---
library_name: peft
license: llama3.1
base_model:
- meta-llama/Llama-3.1-70B-Instruct
tags:
- Behavior
- HumanBehavior
- BehavioralScience
- FoundationModel
model-index:
- name: Be.FM-70B
  results: []
language:
- en
extra_gated_prompt: >-
  By submitting the access request, you accept [Be.FM Terms of Use](https://docs.google.com/document/d/10n7ccfUAf89yQhx5u1lF45o70JgsOEYNu8bDxtRKbHA/edit?usp=sharing). Please simultaneously submit an access request via the [Google Form](https://forms.gle/DAvxJYReqg7midQn9). 
extra_gated_fields:
  I confirm that I have read and accept the BeFM Terms of Use as linked above: checkbox
  I confirm that I will simultaneously submit an access request via the Google Form as linked above: checkbox
---

## Overview

**Be.FM 70B** is an open foundation model for human behavior modeling, built on Llama 3.1 70B and fine-tuned on diverse behavioral datasets. It is designed to enhance the understanding and prediction of human decision-making.

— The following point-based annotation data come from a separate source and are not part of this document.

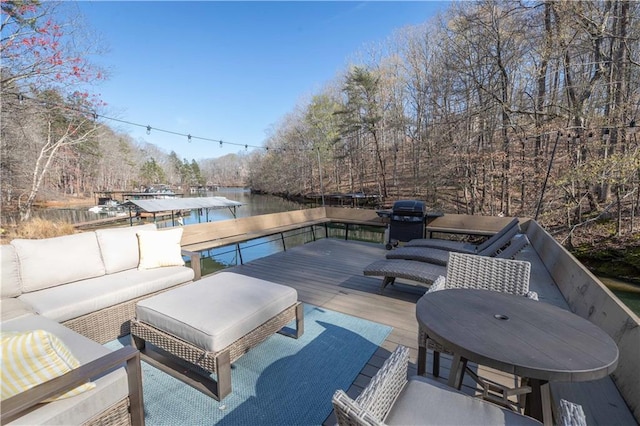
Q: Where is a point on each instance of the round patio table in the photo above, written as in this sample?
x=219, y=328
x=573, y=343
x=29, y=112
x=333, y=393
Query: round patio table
x=534, y=340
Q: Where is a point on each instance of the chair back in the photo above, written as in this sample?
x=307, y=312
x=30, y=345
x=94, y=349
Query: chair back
x=488, y=273
x=375, y=401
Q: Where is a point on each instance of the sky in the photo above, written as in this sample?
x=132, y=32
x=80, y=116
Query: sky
x=228, y=71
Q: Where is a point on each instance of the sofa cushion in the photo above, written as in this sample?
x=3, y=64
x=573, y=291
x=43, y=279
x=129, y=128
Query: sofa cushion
x=9, y=272
x=215, y=311
x=53, y=261
x=160, y=248
x=75, y=299
x=10, y=307
x=32, y=357
x=110, y=388
x=119, y=247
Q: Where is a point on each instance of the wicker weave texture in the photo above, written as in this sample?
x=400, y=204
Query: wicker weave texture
x=375, y=401
x=109, y=323
x=488, y=273
x=202, y=358
x=481, y=272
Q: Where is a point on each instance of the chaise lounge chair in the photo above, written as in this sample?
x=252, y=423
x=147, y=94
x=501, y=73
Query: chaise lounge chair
x=425, y=272
x=440, y=256
x=463, y=247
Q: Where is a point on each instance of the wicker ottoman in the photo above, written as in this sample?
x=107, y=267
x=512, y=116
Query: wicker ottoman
x=210, y=323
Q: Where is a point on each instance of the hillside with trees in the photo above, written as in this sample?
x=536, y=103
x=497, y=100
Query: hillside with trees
x=56, y=142
x=517, y=108
x=497, y=107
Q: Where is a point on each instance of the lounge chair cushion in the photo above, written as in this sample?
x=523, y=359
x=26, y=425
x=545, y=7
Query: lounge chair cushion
x=160, y=248
x=215, y=311
x=32, y=357
x=73, y=300
x=110, y=388
x=9, y=272
x=408, y=269
x=119, y=247
x=53, y=261
x=423, y=400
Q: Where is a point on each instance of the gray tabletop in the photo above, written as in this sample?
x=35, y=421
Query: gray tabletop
x=517, y=335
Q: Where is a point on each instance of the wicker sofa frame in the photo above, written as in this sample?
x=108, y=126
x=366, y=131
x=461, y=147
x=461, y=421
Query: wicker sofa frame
x=108, y=324
x=219, y=362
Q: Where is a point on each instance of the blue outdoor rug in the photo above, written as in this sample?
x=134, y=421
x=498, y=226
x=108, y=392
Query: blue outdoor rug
x=282, y=381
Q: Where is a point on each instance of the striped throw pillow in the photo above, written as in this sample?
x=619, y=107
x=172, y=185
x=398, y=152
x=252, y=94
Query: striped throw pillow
x=30, y=358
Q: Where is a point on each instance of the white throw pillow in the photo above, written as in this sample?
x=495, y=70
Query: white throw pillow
x=160, y=248
x=30, y=358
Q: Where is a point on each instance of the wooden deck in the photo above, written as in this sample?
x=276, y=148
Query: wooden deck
x=328, y=273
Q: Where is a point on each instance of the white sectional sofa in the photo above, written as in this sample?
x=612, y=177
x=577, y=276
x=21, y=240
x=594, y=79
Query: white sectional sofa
x=88, y=282
x=82, y=288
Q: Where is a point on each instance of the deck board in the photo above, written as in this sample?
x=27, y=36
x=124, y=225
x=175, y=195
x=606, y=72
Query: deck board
x=329, y=273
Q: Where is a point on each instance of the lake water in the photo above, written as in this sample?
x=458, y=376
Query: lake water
x=254, y=204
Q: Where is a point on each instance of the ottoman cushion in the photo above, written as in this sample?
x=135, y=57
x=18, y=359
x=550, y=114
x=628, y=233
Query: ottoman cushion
x=215, y=311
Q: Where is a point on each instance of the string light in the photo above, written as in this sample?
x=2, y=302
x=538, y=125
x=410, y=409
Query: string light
x=21, y=97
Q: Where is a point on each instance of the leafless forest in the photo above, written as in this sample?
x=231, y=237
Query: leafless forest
x=514, y=108
x=520, y=108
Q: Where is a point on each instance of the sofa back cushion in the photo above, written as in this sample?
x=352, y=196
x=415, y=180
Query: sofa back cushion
x=9, y=272
x=119, y=247
x=53, y=261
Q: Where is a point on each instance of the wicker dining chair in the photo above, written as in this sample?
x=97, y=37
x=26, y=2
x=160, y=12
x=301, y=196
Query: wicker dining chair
x=485, y=273
x=391, y=398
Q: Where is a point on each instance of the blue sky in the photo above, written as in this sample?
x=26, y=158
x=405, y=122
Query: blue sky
x=228, y=70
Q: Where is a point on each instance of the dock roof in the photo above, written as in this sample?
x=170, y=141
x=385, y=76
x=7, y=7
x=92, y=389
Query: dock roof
x=171, y=204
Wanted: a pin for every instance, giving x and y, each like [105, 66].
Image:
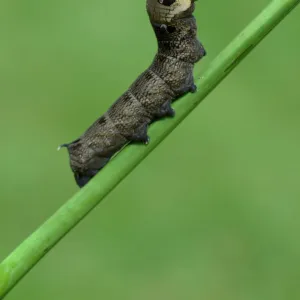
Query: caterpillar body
[149, 98]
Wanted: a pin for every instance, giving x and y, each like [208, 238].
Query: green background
[212, 213]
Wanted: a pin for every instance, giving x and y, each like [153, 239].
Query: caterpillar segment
[149, 98]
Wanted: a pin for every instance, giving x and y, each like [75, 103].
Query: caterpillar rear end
[149, 98]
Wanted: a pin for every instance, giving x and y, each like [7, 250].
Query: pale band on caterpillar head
[164, 11]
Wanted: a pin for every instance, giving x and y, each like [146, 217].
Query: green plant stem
[28, 253]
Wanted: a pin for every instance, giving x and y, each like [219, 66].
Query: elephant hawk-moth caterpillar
[149, 98]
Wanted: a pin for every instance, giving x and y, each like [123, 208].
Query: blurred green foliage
[212, 213]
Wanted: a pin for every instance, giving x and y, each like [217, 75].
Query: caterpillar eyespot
[149, 98]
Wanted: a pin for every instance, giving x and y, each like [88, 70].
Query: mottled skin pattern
[149, 98]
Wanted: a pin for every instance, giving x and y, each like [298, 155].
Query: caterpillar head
[84, 161]
[165, 11]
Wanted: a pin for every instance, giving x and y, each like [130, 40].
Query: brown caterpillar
[149, 98]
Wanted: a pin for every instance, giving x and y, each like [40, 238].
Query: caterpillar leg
[193, 88]
[165, 110]
[140, 135]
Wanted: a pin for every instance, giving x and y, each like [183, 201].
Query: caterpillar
[149, 98]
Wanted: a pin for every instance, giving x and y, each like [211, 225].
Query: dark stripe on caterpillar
[149, 98]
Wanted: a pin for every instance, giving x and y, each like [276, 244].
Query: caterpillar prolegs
[149, 98]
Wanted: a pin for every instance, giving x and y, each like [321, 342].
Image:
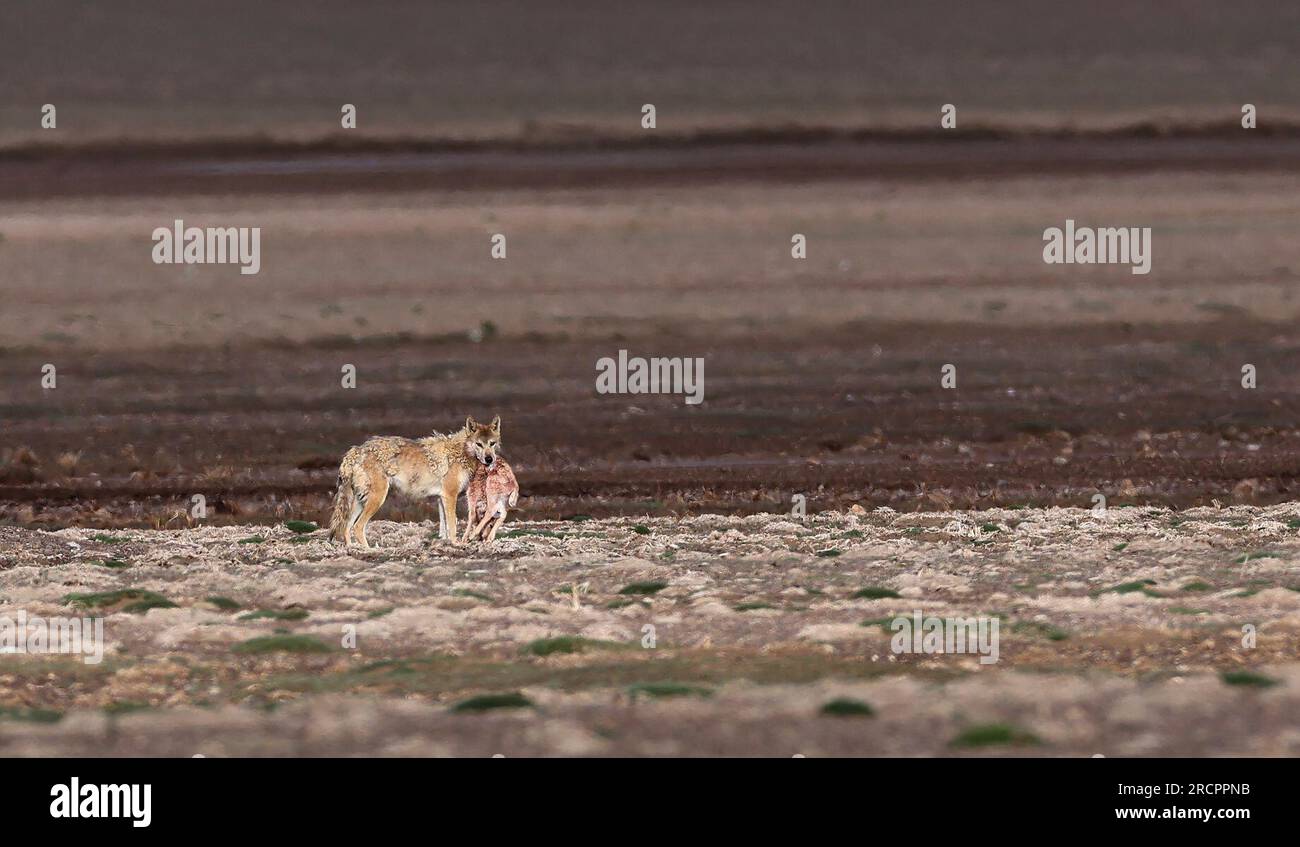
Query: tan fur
[425, 467]
[490, 494]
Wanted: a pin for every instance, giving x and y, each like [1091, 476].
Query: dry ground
[1117, 630]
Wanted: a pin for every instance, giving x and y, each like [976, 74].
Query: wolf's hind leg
[373, 500]
[450, 494]
[495, 525]
[358, 505]
[477, 531]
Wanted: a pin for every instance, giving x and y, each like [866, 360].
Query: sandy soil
[502, 68]
[1116, 630]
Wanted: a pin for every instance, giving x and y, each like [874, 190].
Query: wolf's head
[484, 439]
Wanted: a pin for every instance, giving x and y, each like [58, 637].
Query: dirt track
[1114, 633]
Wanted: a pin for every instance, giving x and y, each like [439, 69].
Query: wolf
[492, 491]
[423, 467]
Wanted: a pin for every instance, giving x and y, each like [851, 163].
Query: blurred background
[772, 120]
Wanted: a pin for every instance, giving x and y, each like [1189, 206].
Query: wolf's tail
[342, 505]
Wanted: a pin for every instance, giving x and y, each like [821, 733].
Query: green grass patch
[519, 533]
[846, 707]
[568, 644]
[1038, 628]
[993, 735]
[666, 690]
[31, 716]
[489, 702]
[875, 593]
[1248, 678]
[276, 615]
[124, 707]
[137, 600]
[1130, 587]
[644, 587]
[282, 643]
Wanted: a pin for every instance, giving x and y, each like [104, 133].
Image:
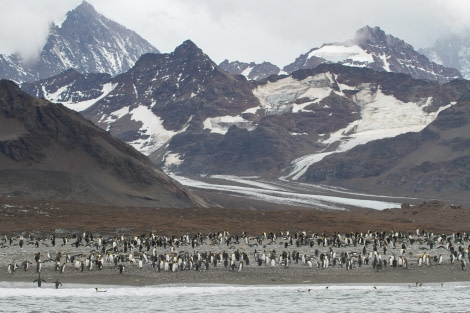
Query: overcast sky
[277, 31]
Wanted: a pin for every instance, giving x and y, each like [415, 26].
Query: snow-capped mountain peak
[86, 41]
[373, 48]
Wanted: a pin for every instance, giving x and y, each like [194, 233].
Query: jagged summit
[86, 41]
[373, 48]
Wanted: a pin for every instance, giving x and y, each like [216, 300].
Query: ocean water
[449, 297]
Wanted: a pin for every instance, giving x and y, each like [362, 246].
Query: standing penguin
[39, 281]
[240, 266]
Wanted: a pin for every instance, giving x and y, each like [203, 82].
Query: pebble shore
[265, 259]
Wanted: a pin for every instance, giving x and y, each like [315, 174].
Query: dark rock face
[251, 71]
[87, 42]
[50, 152]
[192, 118]
[374, 49]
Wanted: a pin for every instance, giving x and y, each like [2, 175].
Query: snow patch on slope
[382, 116]
[221, 124]
[339, 53]
[279, 97]
[63, 93]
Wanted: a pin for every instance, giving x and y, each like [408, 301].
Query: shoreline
[251, 276]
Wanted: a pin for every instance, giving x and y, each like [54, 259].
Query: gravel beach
[350, 256]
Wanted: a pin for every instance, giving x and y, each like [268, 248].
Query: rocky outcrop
[50, 152]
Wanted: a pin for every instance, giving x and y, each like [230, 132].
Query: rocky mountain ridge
[48, 152]
[87, 42]
[193, 118]
[371, 48]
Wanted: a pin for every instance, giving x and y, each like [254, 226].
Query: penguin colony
[236, 252]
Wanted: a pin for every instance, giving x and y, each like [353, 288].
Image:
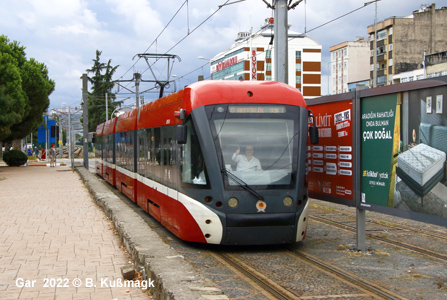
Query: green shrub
[15, 158]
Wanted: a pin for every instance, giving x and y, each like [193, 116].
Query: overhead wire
[155, 40]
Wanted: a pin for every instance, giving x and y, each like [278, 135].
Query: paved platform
[54, 237]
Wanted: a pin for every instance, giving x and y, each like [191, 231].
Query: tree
[101, 84]
[38, 87]
[24, 91]
[12, 96]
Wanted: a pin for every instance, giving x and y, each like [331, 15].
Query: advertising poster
[380, 136]
[330, 163]
[421, 184]
[404, 147]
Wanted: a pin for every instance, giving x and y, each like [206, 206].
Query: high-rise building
[401, 42]
[349, 65]
[251, 58]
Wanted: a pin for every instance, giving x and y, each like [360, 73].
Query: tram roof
[109, 126]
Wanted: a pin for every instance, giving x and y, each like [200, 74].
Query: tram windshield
[257, 143]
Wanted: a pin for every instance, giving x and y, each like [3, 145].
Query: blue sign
[42, 136]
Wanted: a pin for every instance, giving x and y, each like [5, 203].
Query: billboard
[399, 149]
[330, 163]
[407, 173]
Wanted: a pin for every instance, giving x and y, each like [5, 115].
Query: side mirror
[313, 132]
[182, 134]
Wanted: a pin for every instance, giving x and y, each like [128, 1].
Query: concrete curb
[174, 278]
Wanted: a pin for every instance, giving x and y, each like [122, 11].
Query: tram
[219, 162]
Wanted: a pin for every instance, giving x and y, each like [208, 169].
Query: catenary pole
[280, 40]
[107, 108]
[85, 119]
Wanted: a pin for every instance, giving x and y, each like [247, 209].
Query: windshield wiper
[242, 184]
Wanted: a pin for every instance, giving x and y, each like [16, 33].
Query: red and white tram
[179, 158]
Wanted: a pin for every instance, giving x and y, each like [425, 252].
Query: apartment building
[349, 65]
[401, 42]
[251, 58]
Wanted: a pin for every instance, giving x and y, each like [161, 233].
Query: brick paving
[51, 230]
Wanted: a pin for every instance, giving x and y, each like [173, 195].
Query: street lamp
[375, 43]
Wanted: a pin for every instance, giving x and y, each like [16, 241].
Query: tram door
[170, 175]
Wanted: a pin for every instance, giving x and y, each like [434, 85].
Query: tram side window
[110, 148]
[142, 153]
[156, 154]
[130, 143]
[98, 147]
[193, 169]
[120, 148]
[169, 170]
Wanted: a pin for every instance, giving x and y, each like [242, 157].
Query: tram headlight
[233, 202]
[288, 201]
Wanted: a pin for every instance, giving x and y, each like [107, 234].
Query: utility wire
[156, 37]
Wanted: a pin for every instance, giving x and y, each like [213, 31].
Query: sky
[65, 34]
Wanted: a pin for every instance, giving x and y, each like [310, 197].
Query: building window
[381, 79]
[381, 35]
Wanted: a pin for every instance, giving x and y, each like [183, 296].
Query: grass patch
[316, 206]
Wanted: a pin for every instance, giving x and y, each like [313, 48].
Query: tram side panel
[109, 152]
[98, 150]
[125, 155]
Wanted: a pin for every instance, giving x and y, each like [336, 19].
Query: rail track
[417, 249]
[274, 290]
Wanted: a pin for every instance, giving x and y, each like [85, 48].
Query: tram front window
[257, 143]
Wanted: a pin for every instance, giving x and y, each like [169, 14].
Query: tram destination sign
[257, 109]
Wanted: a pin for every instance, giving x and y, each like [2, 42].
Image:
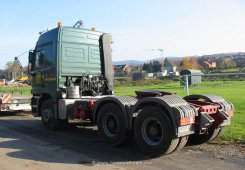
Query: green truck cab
[72, 78]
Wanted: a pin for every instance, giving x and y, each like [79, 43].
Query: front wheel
[153, 132]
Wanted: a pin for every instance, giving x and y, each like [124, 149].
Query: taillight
[186, 121]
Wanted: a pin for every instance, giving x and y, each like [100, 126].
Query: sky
[139, 27]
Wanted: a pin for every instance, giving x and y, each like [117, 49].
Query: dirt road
[24, 143]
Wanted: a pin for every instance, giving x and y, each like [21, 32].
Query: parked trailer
[72, 79]
[10, 102]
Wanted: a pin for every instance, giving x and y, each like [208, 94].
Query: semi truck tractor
[72, 79]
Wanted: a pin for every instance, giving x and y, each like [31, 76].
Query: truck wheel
[153, 132]
[112, 124]
[47, 114]
[197, 139]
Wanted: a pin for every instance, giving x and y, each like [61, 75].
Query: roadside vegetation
[233, 91]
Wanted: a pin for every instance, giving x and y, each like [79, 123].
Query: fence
[208, 80]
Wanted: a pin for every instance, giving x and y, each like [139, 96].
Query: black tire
[112, 125]
[198, 139]
[153, 132]
[48, 115]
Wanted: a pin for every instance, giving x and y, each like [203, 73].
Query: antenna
[78, 24]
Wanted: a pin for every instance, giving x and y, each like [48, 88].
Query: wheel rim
[47, 114]
[152, 131]
[110, 125]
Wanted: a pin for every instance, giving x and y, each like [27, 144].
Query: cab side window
[39, 59]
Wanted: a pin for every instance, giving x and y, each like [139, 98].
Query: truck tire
[48, 115]
[112, 124]
[198, 139]
[153, 132]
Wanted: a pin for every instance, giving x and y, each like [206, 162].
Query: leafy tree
[190, 63]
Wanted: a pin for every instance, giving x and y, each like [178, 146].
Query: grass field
[233, 91]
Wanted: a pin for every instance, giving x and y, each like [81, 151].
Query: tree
[227, 63]
[190, 63]
[156, 66]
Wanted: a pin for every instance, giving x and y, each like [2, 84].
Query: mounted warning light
[59, 24]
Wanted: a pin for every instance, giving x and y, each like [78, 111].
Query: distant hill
[137, 62]
[130, 62]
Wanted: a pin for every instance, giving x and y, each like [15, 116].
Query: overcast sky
[180, 27]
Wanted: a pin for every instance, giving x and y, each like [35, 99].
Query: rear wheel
[153, 132]
[112, 124]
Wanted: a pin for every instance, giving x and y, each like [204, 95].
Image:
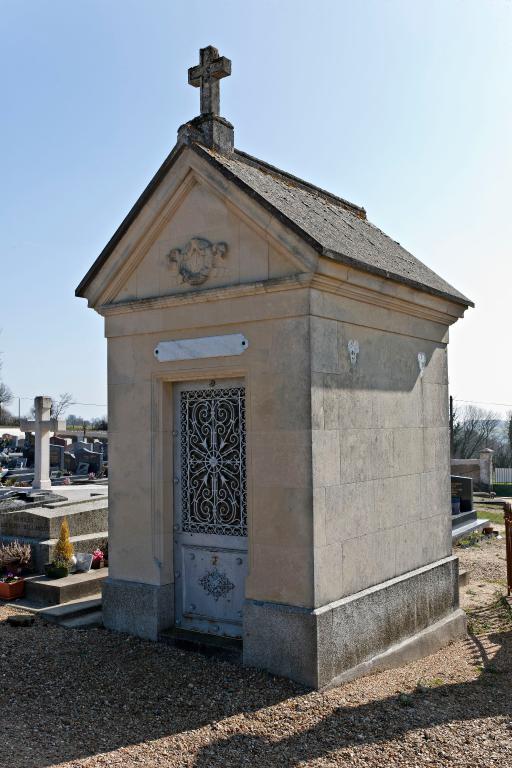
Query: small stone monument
[278, 422]
[42, 426]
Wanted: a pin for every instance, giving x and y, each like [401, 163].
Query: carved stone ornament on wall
[197, 259]
[216, 584]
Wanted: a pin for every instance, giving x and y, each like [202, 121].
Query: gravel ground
[90, 697]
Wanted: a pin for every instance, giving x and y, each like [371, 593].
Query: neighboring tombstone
[93, 459]
[462, 494]
[56, 440]
[70, 462]
[279, 372]
[485, 458]
[41, 426]
[56, 456]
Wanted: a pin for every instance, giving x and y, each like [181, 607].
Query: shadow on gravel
[68, 695]
[383, 720]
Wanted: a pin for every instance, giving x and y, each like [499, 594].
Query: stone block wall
[380, 456]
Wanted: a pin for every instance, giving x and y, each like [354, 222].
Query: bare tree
[473, 430]
[6, 397]
[60, 406]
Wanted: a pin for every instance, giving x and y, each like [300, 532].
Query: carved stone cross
[206, 75]
[42, 426]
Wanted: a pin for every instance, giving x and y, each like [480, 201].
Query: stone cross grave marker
[42, 426]
[206, 76]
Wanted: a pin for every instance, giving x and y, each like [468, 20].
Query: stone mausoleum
[278, 417]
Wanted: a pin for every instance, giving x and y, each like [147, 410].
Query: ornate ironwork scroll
[213, 474]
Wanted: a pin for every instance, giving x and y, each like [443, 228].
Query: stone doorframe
[162, 485]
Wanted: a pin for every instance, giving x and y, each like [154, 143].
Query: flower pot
[56, 572]
[12, 590]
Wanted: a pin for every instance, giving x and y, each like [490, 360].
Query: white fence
[503, 475]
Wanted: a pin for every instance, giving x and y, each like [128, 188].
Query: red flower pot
[13, 590]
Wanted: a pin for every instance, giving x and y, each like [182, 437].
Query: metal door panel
[210, 532]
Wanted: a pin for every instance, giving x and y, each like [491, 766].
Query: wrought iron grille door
[213, 483]
[210, 532]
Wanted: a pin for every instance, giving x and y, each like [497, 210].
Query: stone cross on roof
[42, 425]
[206, 75]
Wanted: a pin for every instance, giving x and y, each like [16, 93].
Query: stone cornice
[292, 282]
[323, 283]
[382, 300]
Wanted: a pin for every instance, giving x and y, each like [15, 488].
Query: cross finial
[206, 75]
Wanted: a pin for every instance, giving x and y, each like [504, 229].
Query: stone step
[44, 522]
[42, 551]
[463, 578]
[40, 590]
[223, 648]
[81, 612]
[461, 531]
[94, 619]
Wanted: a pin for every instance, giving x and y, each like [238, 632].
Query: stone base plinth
[139, 609]
[385, 626]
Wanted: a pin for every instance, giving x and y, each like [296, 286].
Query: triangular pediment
[193, 235]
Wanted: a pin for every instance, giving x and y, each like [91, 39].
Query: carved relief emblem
[216, 584]
[197, 259]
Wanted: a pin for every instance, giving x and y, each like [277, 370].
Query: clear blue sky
[403, 106]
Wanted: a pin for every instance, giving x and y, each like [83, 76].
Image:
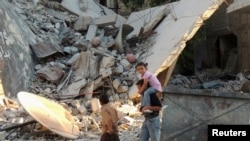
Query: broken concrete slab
[91, 32]
[50, 73]
[106, 20]
[184, 20]
[82, 23]
[45, 49]
[146, 19]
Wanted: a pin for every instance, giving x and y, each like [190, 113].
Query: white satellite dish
[50, 114]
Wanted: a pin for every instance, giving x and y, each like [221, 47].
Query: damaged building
[64, 54]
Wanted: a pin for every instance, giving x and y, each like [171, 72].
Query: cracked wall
[15, 53]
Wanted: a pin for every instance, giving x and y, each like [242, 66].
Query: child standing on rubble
[155, 84]
[109, 120]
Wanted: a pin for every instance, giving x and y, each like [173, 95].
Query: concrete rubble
[80, 54]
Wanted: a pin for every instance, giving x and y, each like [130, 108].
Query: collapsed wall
[15, 54]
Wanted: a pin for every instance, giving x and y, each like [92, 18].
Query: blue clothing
[150, 129]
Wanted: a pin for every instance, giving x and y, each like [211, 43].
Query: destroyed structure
[71, 51]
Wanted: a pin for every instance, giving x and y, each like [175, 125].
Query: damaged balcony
[66, 53]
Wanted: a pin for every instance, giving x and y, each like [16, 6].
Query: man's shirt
[109, 119]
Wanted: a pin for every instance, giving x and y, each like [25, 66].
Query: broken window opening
[226, 52]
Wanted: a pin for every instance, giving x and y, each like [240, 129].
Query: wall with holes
[15, 55]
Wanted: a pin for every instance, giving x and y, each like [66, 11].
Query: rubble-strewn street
[82, 50]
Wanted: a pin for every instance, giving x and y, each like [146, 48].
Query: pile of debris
[81, 52]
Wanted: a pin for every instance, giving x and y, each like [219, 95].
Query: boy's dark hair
[141, 64]
[140, 82]
[104, 99]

**Paper**: [Be.FM: Open Foundation Models for Human Behavior](https://arxiv.org/abs/2505.23058)  

---

## Usage

Be.FM 70B is fine-tuned with behavioral data using an Alpaca-style instruction format. For best performance, prompts should include structured instructions with relevant behavioral context (e.g., demographics, survey/experiment setup).

You can use the model with Hugging Face Transformers and PEFT on at least four 40GB+ GPUs with 8-bit quantization. For optimal performance, we recommend four A100-class GPUs with bf16 or fp16 support.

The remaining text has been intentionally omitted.